I actually have difficulties getting a more droopy teardrop from the simulation as a void begins to form on top of the particles (Fig. 3). However I don't think Poleni's syntractrix is the right shape for the droplet filled so that there is no pressure at the tip of the tail, because the sign of the curvature of Poleni's syntractrix is the same everywhere on it and doesn't go to zero at the tip of the tail.

Figure 3. Reducing the number of filling particles (M) from 730 to 700 (left, also you can view the simulation here) and 670 (right) forms a progressively larger void at the tip. The simulation was run for several hours of real world time.

Logs surrounded by a long log boom pulled by a tug boat also organize similarly, for example: http://www.histoireforestiereoutaouais.ca/en/wp-content/uploads/2013/08/c15-11.jpg.

Answer 2

This involves physics of equilibrium to form an ODE which decides its shape.

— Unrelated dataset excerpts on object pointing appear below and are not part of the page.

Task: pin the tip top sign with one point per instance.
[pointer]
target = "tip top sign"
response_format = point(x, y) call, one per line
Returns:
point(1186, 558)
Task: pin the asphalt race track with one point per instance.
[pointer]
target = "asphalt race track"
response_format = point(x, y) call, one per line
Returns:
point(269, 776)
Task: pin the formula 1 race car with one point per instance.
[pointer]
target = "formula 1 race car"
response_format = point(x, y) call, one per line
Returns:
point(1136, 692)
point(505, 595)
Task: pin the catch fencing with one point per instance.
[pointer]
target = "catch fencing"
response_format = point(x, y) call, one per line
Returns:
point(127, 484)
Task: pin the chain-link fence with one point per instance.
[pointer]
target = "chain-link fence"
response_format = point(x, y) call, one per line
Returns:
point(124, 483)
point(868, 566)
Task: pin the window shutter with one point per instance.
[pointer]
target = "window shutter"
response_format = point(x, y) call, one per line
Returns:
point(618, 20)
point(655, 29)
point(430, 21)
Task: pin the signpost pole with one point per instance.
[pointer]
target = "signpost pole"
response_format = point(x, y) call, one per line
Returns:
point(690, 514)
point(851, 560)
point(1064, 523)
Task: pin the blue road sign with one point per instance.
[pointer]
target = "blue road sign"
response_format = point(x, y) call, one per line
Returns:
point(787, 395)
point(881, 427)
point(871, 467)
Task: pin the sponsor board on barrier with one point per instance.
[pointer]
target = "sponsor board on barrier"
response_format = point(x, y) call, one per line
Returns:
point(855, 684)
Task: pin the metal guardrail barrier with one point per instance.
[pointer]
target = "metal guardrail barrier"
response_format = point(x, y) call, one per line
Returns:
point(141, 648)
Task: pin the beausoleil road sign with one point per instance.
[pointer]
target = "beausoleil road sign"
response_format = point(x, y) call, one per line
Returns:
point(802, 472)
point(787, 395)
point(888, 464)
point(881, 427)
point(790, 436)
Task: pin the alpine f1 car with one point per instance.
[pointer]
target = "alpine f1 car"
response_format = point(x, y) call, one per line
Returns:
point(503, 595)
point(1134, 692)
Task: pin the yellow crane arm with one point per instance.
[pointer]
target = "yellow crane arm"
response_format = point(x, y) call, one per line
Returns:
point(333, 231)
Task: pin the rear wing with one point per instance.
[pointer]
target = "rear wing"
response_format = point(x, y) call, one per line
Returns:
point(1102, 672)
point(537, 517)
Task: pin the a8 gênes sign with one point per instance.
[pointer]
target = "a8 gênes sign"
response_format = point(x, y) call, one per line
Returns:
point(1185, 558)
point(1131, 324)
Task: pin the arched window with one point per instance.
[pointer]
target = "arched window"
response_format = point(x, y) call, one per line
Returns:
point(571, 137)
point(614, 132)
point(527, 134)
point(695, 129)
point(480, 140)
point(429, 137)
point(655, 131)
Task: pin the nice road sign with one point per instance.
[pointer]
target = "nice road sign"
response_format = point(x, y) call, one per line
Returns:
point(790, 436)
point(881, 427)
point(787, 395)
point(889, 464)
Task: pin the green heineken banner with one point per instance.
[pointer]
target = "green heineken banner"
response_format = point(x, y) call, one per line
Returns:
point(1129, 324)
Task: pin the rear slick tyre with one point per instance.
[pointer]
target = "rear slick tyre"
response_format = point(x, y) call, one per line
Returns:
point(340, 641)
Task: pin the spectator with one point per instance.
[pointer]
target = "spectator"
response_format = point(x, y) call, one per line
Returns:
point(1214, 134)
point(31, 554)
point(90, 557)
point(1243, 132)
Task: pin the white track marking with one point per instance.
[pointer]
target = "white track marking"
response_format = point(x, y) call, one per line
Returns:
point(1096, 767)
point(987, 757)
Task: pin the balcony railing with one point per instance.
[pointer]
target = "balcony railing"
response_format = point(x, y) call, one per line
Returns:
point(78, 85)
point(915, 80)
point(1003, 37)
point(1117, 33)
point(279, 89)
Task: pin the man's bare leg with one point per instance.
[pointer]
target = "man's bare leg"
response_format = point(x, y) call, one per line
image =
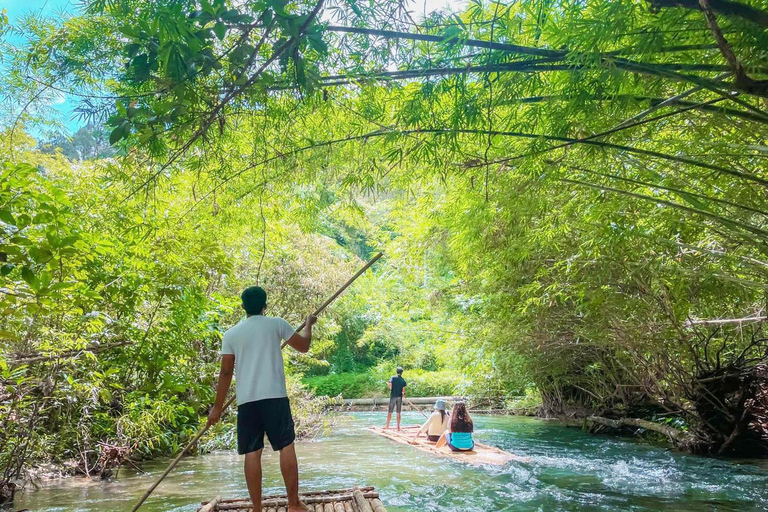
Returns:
point(289, 467)
point(253, 478)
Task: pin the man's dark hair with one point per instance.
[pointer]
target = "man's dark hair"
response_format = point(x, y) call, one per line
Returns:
point(254, 299)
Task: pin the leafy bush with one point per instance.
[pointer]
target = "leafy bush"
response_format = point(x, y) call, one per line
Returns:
point(373, 383)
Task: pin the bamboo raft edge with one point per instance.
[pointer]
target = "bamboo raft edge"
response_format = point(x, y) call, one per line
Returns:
point(481, 454)
point(356, 499)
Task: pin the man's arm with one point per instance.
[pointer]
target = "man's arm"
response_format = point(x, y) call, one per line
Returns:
point(225, 379)
point(303, 338)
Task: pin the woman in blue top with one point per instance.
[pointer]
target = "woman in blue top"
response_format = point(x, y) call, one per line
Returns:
point(459, 439)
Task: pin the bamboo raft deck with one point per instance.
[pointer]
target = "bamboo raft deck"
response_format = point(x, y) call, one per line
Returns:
point(357, 499)
point(481, 454)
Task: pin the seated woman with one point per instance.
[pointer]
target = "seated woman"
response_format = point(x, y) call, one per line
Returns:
point(436, 424)
point(459, 439)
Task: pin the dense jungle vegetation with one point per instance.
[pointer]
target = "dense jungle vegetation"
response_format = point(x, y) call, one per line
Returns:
point(570, 195)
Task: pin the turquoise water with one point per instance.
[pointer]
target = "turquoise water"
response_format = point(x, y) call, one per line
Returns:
point(569, 470)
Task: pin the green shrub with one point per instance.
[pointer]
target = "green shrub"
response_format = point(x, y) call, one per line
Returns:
point(348, 385)
point(374, 383)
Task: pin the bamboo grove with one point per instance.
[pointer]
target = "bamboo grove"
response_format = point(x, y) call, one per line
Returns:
point(578, 189)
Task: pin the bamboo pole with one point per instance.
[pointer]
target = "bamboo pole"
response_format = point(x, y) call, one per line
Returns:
point(361, 502)
point(211, 506)
point(229, 402)
point(414, 407)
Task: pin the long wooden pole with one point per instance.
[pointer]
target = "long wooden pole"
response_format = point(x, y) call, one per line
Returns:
point(413, 406)
point(229, 402)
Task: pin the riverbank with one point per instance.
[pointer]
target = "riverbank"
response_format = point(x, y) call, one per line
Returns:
point(569, 470)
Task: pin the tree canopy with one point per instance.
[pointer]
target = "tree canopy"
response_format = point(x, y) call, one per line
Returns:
point(571, 196)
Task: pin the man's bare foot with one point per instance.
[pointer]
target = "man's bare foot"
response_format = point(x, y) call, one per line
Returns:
point(301, 507)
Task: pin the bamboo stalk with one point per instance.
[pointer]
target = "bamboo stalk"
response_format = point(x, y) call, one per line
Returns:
point(321, 501)
point(377, 505)
point(414, 407)
point(361, 502)
point(211, 506)
point(229, 402)
point(308, 494)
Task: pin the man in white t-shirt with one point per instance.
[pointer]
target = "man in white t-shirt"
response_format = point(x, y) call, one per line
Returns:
point(252, 350)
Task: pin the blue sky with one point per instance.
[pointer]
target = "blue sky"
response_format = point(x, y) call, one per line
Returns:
point(19, 8)
point(65, 105)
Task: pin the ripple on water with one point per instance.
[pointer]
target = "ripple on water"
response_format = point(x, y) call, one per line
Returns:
point(569, 470)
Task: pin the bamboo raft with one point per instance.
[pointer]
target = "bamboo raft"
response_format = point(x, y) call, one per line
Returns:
point(357, 499)
point(481, 454)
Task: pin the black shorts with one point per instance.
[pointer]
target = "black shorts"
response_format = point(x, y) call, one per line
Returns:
point(395, 401)
point(272, 416)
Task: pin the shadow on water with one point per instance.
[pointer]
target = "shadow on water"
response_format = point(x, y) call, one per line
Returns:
point(569, 470)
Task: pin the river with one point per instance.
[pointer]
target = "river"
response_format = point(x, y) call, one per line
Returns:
point(569, 470)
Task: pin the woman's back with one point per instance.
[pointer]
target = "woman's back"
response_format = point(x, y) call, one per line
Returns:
point(461, 429)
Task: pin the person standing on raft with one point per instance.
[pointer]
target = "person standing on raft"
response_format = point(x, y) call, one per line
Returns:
point(436, 424)
point(396, 395)
point(252, 350)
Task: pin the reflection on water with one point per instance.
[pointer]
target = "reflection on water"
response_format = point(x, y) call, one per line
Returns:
point(569, 470)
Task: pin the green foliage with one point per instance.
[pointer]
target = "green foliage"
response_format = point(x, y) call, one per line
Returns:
point(374, 383)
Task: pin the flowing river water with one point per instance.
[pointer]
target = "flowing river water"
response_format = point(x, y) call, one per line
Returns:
point(568, 470)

Assumptions are: Bag is full, does not stretch, too long compared to height, force per unit length $N$ a.k.a. surface tension is proportional to height of water (of density $\gamma$) gravity load column above it, the hydraulic pressure is proportional to vertical depth (y) only, $\kappa$ membrane curvature.. and the like. Equilibrium requires

$$ N \kappa = p = \gamma \, y, \; \; \; \frac {y''}{(1+y'^2)^{3/2}} = k y $$

Integration leads to $Elastica$ shape. At the support point there is no depth of water weighing down on it so it is straight as you expected. Deeper down shape is described by elliptic integrals. At the deepest symmetry point $y^{'} $ is zero, so is a parabola locally.

The ODE gives insight as to its shape. Where the water level stops there and above that the bag is straight.

In Mechanics of materials text-book Den Hartog mentions shapes of heavy mercury drops once adopted for construction of large water tanks.

EDIT1:

To an extent, the static equilibrium balance between a helium filled lighter than air balloons floating in air is quite similar. They accordingly have an upside down shape of a teardrop.

EDIT 2:

The balloon gets meridian shape below when curvature changes along axis of symmetry per $ \kappa = 6 ( z -0.7): $

Answer 3

If you want something that looks like a drop but is not physically based, try the implicit equation $ax^2-(1-y)^3(1+y)=0$. The shape varies a little with $a$. Here it is for $a=4$, courtesy of WA.